What to ask vendors (and your own team) before you buy an “agentic” solution

A lot of products are being relabeled as agents. Use questions that force clarity:

• What tools can the agent call, and with what permissions?
• What’s the approval model for high-impact actions?
• How do you prevent prompt injection and tool misuse?
• Where is context stored, and how is it protected?
• Can you show an end-to-end audit trail for one workflow run?
• What’s the rollback plan if the agent behaves unexpectedly?

If the answers are fuzzy, the product isn’t ready for critical infrastructure.

The next internet shift will hit utilities first—if we plan for it

The agentic Web isn’t just a new browsing experience.

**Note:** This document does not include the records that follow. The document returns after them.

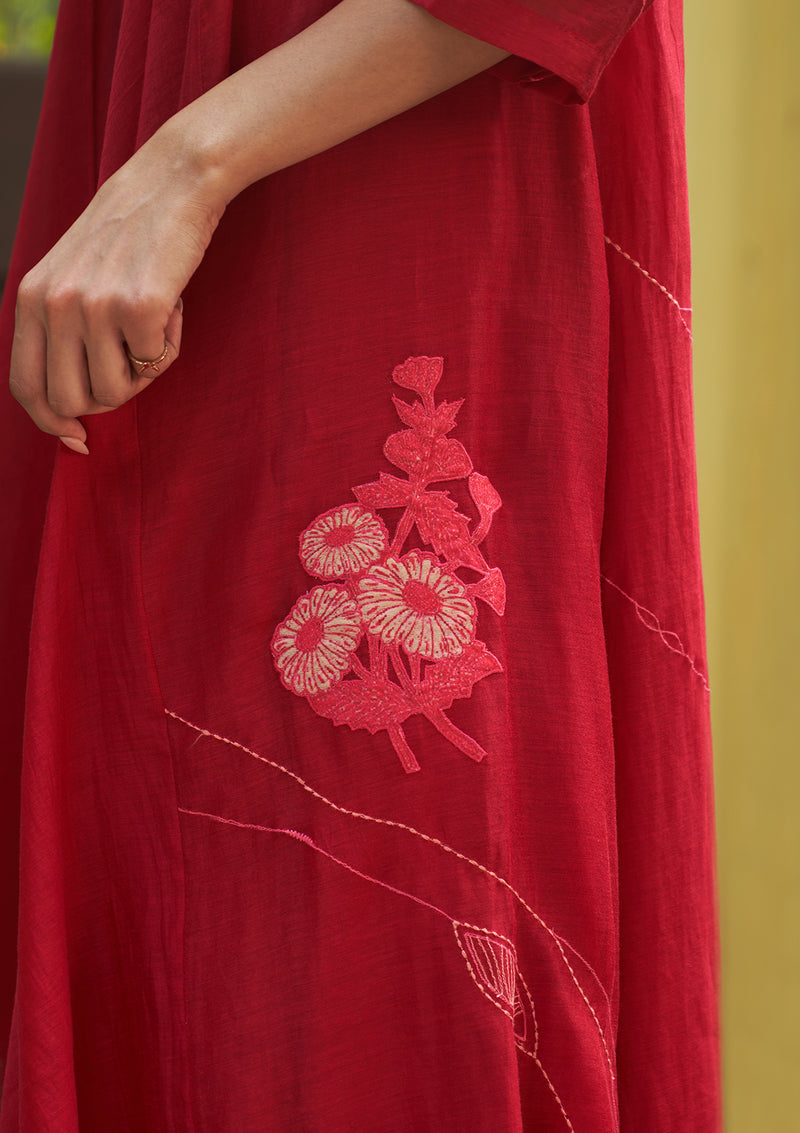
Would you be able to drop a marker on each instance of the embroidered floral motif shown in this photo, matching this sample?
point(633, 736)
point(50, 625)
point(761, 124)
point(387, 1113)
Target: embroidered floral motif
point(314, 647)
point(345, 541)
point(413, 602)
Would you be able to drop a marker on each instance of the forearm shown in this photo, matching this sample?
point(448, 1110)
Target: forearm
point(358, 65)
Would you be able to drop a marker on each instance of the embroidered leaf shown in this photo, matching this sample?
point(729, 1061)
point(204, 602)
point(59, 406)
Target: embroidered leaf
point(386, 492)
point(420, 374)
point(491, 589)
point(372, 704)
point(416, 415)
point(486, 499)
point(449, 460)
point(444, 416)
point(423, 420)
point(454, 678)
point(447, 529)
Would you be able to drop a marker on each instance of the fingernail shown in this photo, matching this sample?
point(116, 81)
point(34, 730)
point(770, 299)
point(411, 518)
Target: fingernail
point(73, 443)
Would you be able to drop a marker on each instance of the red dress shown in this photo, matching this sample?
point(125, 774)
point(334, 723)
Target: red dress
point(366, 777)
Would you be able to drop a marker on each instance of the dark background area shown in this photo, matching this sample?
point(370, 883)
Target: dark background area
point(22, 83)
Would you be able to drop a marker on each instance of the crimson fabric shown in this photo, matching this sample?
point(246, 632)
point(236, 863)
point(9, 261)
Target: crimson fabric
point(366, 774)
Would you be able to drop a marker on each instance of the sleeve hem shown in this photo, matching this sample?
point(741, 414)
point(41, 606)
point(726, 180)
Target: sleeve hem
point(543, 52)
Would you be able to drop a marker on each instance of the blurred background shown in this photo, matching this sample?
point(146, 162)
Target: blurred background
point(743, 150)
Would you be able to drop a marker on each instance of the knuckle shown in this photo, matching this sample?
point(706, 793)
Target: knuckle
point(111, 399)
point(27, 292)
point(67, 406)
point(58, 301)
point(95, 305)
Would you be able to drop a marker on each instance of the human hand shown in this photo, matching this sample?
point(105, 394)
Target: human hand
point(110, 291)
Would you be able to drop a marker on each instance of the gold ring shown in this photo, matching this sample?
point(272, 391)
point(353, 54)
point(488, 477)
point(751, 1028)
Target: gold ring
point(147, 364)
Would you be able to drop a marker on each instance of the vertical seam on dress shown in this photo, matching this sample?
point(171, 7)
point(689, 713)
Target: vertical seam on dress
point(187, 1106)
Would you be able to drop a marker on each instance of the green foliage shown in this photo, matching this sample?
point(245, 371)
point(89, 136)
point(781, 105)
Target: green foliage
point(26, 28)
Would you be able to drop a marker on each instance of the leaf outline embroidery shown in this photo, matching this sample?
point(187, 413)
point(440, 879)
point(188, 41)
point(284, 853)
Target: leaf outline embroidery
point(417, 616)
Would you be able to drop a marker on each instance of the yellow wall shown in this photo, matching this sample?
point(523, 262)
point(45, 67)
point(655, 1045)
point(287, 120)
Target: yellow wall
point(743, 137)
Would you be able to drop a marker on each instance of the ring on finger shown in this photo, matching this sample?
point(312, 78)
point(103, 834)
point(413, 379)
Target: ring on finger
point(145, 364)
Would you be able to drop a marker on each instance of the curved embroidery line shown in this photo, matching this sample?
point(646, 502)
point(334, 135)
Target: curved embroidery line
point(299, 836)
point(560, 943)
point(661, 287)
point(655, 627)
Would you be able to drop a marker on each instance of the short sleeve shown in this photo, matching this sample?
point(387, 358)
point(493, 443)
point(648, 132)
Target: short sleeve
point(559, 45)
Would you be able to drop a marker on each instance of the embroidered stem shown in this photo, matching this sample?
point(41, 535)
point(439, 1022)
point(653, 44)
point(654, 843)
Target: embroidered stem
point(407, 757)
point(400, 669)
point(458, 738)
point(403, 529)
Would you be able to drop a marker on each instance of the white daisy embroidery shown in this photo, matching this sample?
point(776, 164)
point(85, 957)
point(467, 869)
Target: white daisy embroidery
point(343, 541)
point(314, 646)
point(416, 603)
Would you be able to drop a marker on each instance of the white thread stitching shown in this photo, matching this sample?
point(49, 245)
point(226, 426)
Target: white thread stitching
point(661, 287)
point(305, 837)
point(426, 837)
point(656, 628)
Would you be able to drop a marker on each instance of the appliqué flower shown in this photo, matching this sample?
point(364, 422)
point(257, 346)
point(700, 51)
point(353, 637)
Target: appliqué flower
point(343, 541)
point(314, 646)
point(415, 603)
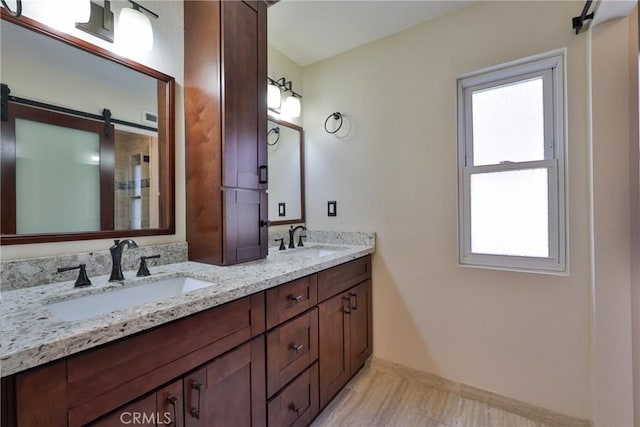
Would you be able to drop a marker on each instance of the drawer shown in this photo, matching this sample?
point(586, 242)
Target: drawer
point(297, 404)
point(288, 300)
point(342, 277)
point(291, 348)
point(103, 379)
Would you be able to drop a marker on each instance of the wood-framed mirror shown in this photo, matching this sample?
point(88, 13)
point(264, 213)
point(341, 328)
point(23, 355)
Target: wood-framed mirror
point(286, 172)
point(88, 140)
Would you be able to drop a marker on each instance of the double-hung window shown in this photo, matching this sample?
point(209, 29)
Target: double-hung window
point(511, 177)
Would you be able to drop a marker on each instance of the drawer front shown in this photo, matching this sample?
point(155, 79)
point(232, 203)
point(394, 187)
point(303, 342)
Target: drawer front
point(342, 277)
point(288, 300)
point(291, 348)
point(100, 380)
point(298, 403)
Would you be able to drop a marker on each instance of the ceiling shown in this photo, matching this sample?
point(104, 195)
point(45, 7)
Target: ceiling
point(308, 31)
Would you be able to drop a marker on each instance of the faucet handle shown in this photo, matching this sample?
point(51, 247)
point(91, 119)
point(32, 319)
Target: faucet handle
point(83, 279)
point(144, 269)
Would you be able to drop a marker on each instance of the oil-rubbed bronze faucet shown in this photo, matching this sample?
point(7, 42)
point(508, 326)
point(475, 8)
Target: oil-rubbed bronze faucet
point(292, 233)
point(116, 258)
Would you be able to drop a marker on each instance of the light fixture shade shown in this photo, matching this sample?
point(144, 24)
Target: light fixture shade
point(273, 96)
point(291, 106)
point(81, 10)
point(134, 30)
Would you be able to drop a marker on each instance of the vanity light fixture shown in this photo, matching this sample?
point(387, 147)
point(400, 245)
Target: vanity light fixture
point(100, 23)
point(290, 107)
point(134, 27)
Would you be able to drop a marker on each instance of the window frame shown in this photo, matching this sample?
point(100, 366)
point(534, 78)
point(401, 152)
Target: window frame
point(551, 67)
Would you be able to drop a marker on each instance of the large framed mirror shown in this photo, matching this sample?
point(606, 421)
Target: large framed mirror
point(286, 172)
point(87, 140)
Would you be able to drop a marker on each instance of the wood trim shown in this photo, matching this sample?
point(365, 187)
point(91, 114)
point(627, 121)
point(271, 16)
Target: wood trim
point(167, 218)
point(41, 398)
point(33, 25)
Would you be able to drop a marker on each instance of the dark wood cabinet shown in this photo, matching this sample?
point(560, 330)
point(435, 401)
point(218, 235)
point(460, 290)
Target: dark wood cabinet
point(345, 338)
point(225, 120)
point(274, 357)
point(230, 390)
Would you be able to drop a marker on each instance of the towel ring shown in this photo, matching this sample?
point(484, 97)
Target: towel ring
point(275, 130)
point(335, 116)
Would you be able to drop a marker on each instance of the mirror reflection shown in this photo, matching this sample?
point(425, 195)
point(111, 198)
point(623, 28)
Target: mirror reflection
point(286, 172)
point(84, 140)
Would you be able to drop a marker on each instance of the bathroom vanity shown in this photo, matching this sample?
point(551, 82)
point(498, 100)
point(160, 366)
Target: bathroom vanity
point(269, 343)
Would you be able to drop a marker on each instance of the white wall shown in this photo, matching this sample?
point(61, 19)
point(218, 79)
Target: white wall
point(393, 171)
point(167, 56)
point(615, 186)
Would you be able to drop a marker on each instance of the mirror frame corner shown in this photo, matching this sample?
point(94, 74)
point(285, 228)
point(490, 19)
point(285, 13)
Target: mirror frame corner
point(302, 218)
point(167, 150)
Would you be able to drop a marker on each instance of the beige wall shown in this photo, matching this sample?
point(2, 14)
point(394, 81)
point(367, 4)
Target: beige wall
point(615, 134)
point(393, 171)
point(168, 57)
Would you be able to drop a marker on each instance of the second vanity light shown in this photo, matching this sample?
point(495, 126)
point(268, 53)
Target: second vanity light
point(281, 97)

It’s a redesign of how digital work gets done through autonomous, tool-using systems that negotiate and act. For AI in Energy & Utilities, that’s not a side story—it’s the operating model for a grid that’s more distributed, more dynamic, and harder to run with yesterday’s staffing and software patterns.

The teams that win won’t be the ones with the flashiest agent demo. They’ll be the ones that treat agent identity, permissions, auditing, and red teaming as first-class engineering work.

If you’re planning your 2026 roadmap, start small but design for scale: pick one workflow, instrument it end-to-end, and build the security envelope you’ll need when agents move from “recommend” to “execute.” What’s the first operational decision you’d trust an AI agent to prepare—even if you’re not ready to trust it to act yet?